Going from free text to tool call with parameters in the grand scheme of things is one of the easiest things to do especially when you only have a limited number of tools.
Seems like it works pretty well. Our prompts and params get tweaked towards better and better results, and we get a sense of what’s worth paying more for.
In some cases I've seen teams rely on a mix of automated metrics and human review, especially for production systems where reliability matters a lot.
But evaluation pipelines for AI still seem much less standardized compared to traditional software monitoring.
It wouldn’t be too difficult to build something like that for your own usage, but I found it pretty easy to get datasets set up.
Essentially a game changer in understanding if your prompts are working. Especially if you’re doing something which requires high levels of consistency.
In our case we would use LLM for classification which fits in perfectly with evals.

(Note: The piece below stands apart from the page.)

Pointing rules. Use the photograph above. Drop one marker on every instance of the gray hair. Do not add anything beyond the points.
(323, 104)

I would like a single number that I would use to optimize the pipeline with but I find it hard to figure out what that number should be measuring.
- AI to evaluate itself (eg ask claude to test out its own skill) - custom built platform (I see interest in this space)
I've actually been thinking about this problem a lot and am working on making a custom eval runner for your codebase. What would your usecase be for this?
I like to play with knowledge base powered chatbots but what's most useful to me (and probably my primary use case) is coding agents since I use CC every day. Recently I just heard about Minimax m2.5 which apparently is a pretty good coding agent (they say it's comparable to opus 4.6) but I haven't tried it yet — plus it'd take a lot of time to figure out whether it's better or not.
Definitely not happy with it, but everything is moving too fast to feel like it's worth investing in.
I find that for every hypothesis I might have to run a thousand prompts to collect enough data for a conclusion. For instance, to discover how reliably different models can extract noun phrases from a text: hours of grinding. Even so that was for a small text. I haven’t yet run the process on a large text.